We decided to go up to Pocatello and kill the month around Salt Chunk Mary’s, where we would be safe and welcome, and where they could borrow enough money to live on until the time came to go after the four thousand. After a night’s ride we were welcomed by Mary, who spread the customary feed of beans and salt pork before us. She inquired anxiously about “Foot-and-a-Half George.” She seemed to know every bum on the road of any consequence.

Johnnie put in his time down in the jungle drinking with the bums. Sanc and I either watched the fine six-foot Indians that stalked about the town looking scornfully at their white inferiors, or the tinhorn gamblers who skinned the railroad men on pay days and each other afterward.

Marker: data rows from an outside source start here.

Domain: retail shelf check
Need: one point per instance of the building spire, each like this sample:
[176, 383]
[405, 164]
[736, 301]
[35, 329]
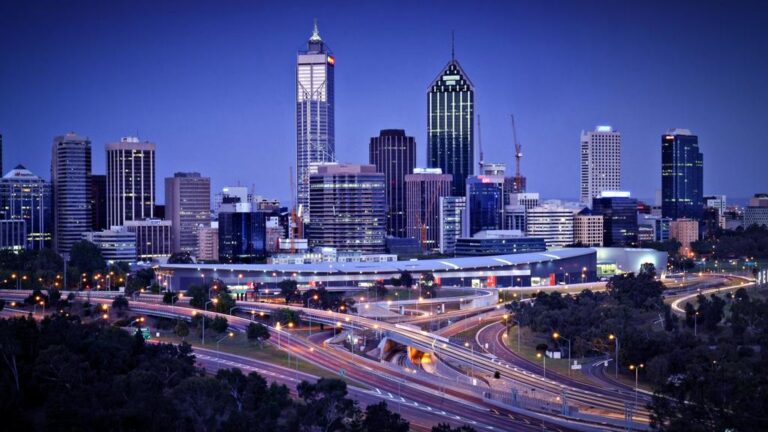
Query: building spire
[453, 45]
[315, 34]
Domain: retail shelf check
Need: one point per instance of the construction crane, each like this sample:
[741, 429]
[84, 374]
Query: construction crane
[518, 181]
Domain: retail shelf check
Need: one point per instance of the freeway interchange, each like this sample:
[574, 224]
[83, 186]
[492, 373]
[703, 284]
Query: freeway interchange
[520, 399]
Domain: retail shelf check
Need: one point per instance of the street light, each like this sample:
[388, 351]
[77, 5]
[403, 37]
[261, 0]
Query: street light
[544, 360]
[636, 369]
[556, 336]
[616, 365]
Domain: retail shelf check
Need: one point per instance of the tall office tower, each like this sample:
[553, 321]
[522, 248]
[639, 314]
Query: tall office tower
[423, 190]
[587, 228]
[25, 196]
[452, 211]
[130, 181]
[315, 140]
[242, 233]
[98, 202]
[485, 204]
[619, 213]
[71, 183]
[682, 175]
[551, 222]
[394, 155]
[450, 125]
[347, 208]
[187, 206]
[600, 162]
[686, 231]
[153, 238]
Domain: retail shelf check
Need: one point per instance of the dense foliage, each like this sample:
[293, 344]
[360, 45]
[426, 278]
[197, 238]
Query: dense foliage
[64, 375]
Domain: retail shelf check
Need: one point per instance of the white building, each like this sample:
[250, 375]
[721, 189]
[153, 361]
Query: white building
[600, 162]
[551, 222]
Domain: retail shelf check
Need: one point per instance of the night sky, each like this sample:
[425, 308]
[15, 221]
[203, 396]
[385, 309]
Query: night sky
[212, 84]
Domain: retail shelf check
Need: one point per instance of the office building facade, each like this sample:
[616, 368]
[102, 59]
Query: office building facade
[315, 137]
[600, 162]
[424, 188]
[25, 196]
[187, 206]
[451, 125]
[347, 208]
[71, 184]
[485, 204]
[394, 155]
[153, 238]
[130, 181]
[452, 213]
[619, 212]
[682, 175]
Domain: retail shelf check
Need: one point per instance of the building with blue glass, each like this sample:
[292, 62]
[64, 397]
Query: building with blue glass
[619, 213]
[682, 175]
[485, 204]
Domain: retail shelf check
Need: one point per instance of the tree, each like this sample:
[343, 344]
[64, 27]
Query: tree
[379, 418]
[219, 324]
[181, 329]
[257, 332]
[170, 297]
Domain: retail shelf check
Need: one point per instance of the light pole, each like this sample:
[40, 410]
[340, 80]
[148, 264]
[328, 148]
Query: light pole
[230, 334]
[636, 369]
[543, 358]
[205, 307]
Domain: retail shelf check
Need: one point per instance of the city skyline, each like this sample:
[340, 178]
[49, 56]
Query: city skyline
[551, 107]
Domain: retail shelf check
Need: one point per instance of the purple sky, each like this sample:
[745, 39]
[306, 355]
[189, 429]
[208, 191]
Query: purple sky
[213, 85]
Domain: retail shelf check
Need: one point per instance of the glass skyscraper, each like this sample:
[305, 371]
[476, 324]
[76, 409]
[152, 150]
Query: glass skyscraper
[682, 175]
[71, 180]
[314, 112]
[450, 125]
[394, 155]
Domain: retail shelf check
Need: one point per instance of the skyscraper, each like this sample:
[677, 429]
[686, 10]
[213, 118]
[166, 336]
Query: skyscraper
[347, 208]
[682, 175]
[600, 162]
[25, 196]
[130, 181]
[314, 111]
[423, 190]
[450, 125]
[485, 203]
[394, 155]
[71, 182]
[187, 206]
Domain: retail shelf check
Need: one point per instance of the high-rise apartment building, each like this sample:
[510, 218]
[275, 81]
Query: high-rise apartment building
[130, 181]
[485, 204]
[25, 196]
[452, 210]
[315, 140]
[71, 183]
[98, 202]
[619, 213]
[153, 238]
[187, 206]
[600, 162]
[394, 155]
[347, 208]
[423, 190]
[682, 175]
[686, 231]
[552, 223]
[451, 125]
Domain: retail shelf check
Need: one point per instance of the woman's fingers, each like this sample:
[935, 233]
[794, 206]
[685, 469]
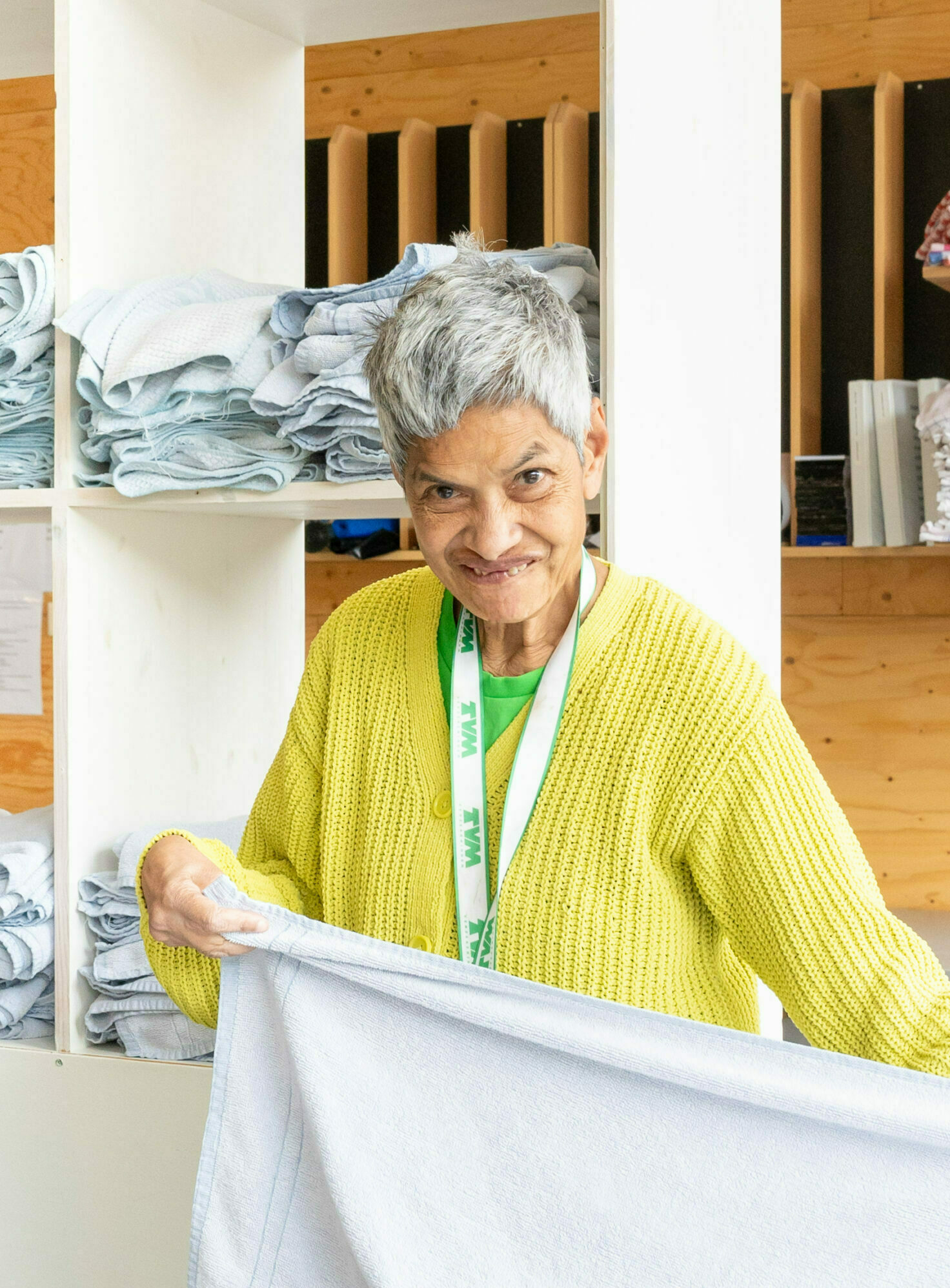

Pay day was coming on and the town took on a busy aspect. Small-money gamblers appeared with their women companions. “Brass peddlers,” bums who sold imitation gold jewelry, principally rings, appeared on the streets with their ninety-cents-a-dozen gold hoops made in Wichita, Kansas, and “dropped” them to the Indian squaws and railroad laborers for any price from one dollar up. Other bums had bundles of pants and shoes planted in the jungle, the proceeds of a boxcar burglary on the Oregon Short Line. These articles were peddled openly about the railroad shops and to trainmen in the yards. A band of yeggs on their way to Great Falls and then to the Canadian side stopped off to thresh out their “soup” in the jungle.